Les leçons du quinquennat ont été en partie retenues par l’opposition actuelle : François Fillon a désormais la haute main sur le Parti et les investitures, à la différence de François Hollande en 2012. Et sa solidité face à l’épreuve lui évitera bien des écueils. En fait nous avons un retour de balancier comme adorent les Français : après l’ "hyper-clivant" (Sarkozy) et l' "hyper-consensuel" (Hollande), le choix pourrait bien se porter désormais sur l' "hyper-résolu", F.rançois Fillon (on l’a vu lors des réformes successives des retraites). Quant à la maîtrise de la majorité parlementaire, François Fillon est un orfèvre en la matière, comme il l’a prouvé lors du quinquennat Sarkozy qu’il a sauvé sur ce plan décisif. Mais attention : l’on va très vite lui reprocher de vouloir faire trop et trop vite dans le même sens, après avoir reproché à François Hollande d’avoir fait trop peu, trop lentement et dans des sens contradictoires !  

Et ceci n’attendra pas l’après-élection. La campagne tout entière va dépendre de la capacité de François Fillon à résister aux charges conjuguées de ce qu’il faut bien appeler l’alliance "FNPS" sur le thème de la "destruction du modèle social français". Il y faudra beaucoup de sens de politique et beaucoup de pédagogie : de rhétorique au sens noble du terme. L’affaire n’est pas du tout pliée. L’équilibre va être très difficile à trouver, et plus encore à expliquer, entre maintien absolument nécessaire du cap général et accommodements dans la méthode et le calendrier. 

Si François Fillon est élu en 2017, et alors que le rôle des centristes n'a pas encore été défini, pourra-t-il, selon vous, éviter de commettre les mêmes erreurs ? 
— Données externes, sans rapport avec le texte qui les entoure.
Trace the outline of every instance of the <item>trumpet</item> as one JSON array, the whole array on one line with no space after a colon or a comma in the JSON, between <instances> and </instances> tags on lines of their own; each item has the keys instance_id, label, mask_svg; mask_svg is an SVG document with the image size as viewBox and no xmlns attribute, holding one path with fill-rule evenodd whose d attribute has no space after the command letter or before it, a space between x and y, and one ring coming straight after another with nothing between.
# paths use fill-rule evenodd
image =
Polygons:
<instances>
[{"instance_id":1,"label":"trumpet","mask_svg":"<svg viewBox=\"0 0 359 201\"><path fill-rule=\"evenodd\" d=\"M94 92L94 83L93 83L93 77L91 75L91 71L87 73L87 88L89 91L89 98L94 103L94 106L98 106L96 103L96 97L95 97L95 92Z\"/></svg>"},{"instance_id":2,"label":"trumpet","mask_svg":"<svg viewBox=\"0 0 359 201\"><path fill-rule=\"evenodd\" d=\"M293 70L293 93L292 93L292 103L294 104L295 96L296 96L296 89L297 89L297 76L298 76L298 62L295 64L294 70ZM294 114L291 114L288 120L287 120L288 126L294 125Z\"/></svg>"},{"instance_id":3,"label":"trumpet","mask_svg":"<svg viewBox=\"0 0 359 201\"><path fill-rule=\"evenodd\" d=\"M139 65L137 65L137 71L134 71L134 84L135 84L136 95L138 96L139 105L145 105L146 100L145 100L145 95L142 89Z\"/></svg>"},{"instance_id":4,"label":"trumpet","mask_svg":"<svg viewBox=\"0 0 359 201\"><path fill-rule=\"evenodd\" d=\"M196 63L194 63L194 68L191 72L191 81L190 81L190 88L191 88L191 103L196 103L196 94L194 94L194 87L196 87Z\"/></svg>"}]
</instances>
Il y a une erreur cardinale de François Hollande que François Fillon devra, et sans doute saura, éviter : le mensonge érigé en méthode de gouvernement. J’en prends pour indice le fait que ce dernier a gagné la primaire de la droite sur le mot d’ordre "dire la vérité aux Français". Voilà pourquoi il l’a emporté sur les vérités successives de Nicolas Sarkozy et les vérités en demi-teinte ("d’un côté, mais de l’autre") d’Alain Juppé. Contre tous les cyniques, je crois, là encore comme Machiavel, que la vraie grande leçon du quinquennat Hollande est l’échec du mensonge systématique en politique. Je ne parle pas des promesses non tenues, ni des erreurs de choix et d’hommes, ni des prévisions démenties, pain quotidien de toute politique. Je ne pense même pas que la hausse continue du chômage soit la vraie raison de l’impopularité abyssale du président. Mais la pratique constante, y compris dans sa déclaration finale de "renoncement", de la contre-vérité FACTUELLE a fini par devenir insupportable aux Français : "Au moment où je m'explique, les comptes publics sont assainis, la sécurité sociale est à l'équilibre, la dette du pays a été préservée" : trois affirmations, trois contre-vérités. Et que veut bien donc dire "une dette préservée", surtout quand elle a augmenté de plus de 300 milliards? 

Indiscutablement et sincèrement, François Hollande aura voulu "protéger les Français" : y compris de la vérité.

Vérité du diagnostic et cohérence de l’action seront donc les deux impératifs clés du prochain quinquennat.